His roots run deep on Mount Desert Island. Tom’s father, Dave, grew up in Seawall and became a Maine state trooper. His mother, Anne, hails from Northeast Harbor, and “I grew up across the road” from where his business and home are now located, said Tom, who was a Southwest Harbor selectman for six years.
After attending Pemetic Elementary School, he played varsity basketball at MDI High School and earned his degree in surveying at the University of Maine. “I like being outdoors, I like the mathematical part” of surveying, Tom said. “There seemed to be a need for it in the area.”
He worked several years for Herrick & Salsbury Inc. in Ellsworth, then became that city’s construction inspector. “One of my projects was Myrick Street when it was two lanes,” Tom said.
He started his business in 1994. “We’re doing boundary work and work for architects on prospective houses,” Tom said. “Most of our work is residential. We’re able to stay busy with most of our work being here on the island.
“My work is interesting. It takes us into interesting areas,” Tom said. As landowners divide their land and sell lots, surveyors must determine “where the boundaries are.”
This involves researching property deeds “sometimes back to the beginning,” when a lot was “carved out of a much larger lot,” he said. Then “we go out and find the old [boundary] markers,” which could be buried.

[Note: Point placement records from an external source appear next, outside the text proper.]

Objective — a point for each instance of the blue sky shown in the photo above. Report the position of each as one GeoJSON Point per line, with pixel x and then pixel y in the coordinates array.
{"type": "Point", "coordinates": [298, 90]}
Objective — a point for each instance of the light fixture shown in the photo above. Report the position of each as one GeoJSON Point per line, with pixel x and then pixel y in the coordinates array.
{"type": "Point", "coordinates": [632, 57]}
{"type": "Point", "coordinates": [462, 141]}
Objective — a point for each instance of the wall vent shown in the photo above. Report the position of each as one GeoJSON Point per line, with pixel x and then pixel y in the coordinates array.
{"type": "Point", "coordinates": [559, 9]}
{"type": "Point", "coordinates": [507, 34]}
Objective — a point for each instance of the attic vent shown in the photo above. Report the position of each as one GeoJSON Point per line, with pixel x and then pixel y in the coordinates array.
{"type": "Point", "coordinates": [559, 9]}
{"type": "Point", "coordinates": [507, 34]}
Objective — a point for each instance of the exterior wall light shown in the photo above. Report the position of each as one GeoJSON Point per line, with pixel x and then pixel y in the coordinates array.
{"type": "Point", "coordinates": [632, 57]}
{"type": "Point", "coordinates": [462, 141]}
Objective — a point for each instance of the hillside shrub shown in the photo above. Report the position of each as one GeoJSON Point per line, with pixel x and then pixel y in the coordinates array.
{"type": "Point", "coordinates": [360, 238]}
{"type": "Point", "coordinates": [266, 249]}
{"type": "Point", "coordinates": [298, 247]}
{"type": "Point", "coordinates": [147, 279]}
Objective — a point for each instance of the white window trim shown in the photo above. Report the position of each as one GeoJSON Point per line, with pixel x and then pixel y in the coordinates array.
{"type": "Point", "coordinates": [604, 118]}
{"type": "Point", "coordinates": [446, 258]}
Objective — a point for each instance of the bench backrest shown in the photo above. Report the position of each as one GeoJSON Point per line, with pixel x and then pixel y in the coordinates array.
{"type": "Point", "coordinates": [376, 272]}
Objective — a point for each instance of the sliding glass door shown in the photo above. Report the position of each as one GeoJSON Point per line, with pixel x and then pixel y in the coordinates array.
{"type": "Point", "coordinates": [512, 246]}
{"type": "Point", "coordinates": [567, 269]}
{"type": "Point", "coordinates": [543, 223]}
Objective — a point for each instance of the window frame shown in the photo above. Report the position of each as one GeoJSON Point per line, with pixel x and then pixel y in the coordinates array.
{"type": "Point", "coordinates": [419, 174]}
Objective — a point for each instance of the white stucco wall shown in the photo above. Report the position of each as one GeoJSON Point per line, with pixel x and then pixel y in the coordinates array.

Using the latest technology, including a robotic total station that lets one surveyor do the work once done by two surveyors, Tom and his staffer, Chuck Alley, survey their way across terrain varying from open field to thick spruce-fir forest.
“Sometimes we use a chainsaw, sometimes it’s a machete and ax” to get through the woods, Tom said. “We do cut out the lines sometimes; we blaze the trees, and that marks the line for quite a while to come.
“Sometimes the deeds are very vague,” so he and Chuck must determine where the boundaries are. Working with digital deeds obtained from the Hancock County Registry of Deeds, Tom and Chuck carefully study all available information prior to surveying properties.
Old boundary markers could be iron pins, rocks, stone walls, or something unusual. “Out on Islesford there was a shotgun barrel,” Tom recalled. “It showed on the old plans, and it was still there.
“Our work is weather dependent,” especially in winter, when snow cover “makes it difficult to find things,” he said. “We have to pick and choose what we can in the winter because of weather conditions.”
In the fall, “we try to go out and look at our jobs, flag things before the snow comes, kind of like a squirrel, stockpiling work ahead,” Tom commented.
In warmer weather, “ticks, that’s our biggest problem,” he said. “We try to be as careful as we can.”
Tom’s wife, Robin, grew up in Bass Harbor and works as a manager at Gott’s Store in Southwest Harbor. The Bensons have two children: Derek, 27, lives in Southwest Harbor, and Holly, 24, lives in Lamoine.
The Bensons have a camp on Branch Pond in Ellsworth. “I like to hunt mostly deer. We snowmobile a little bit,” Tom said. “I enjoy working out in the field … being on the job.”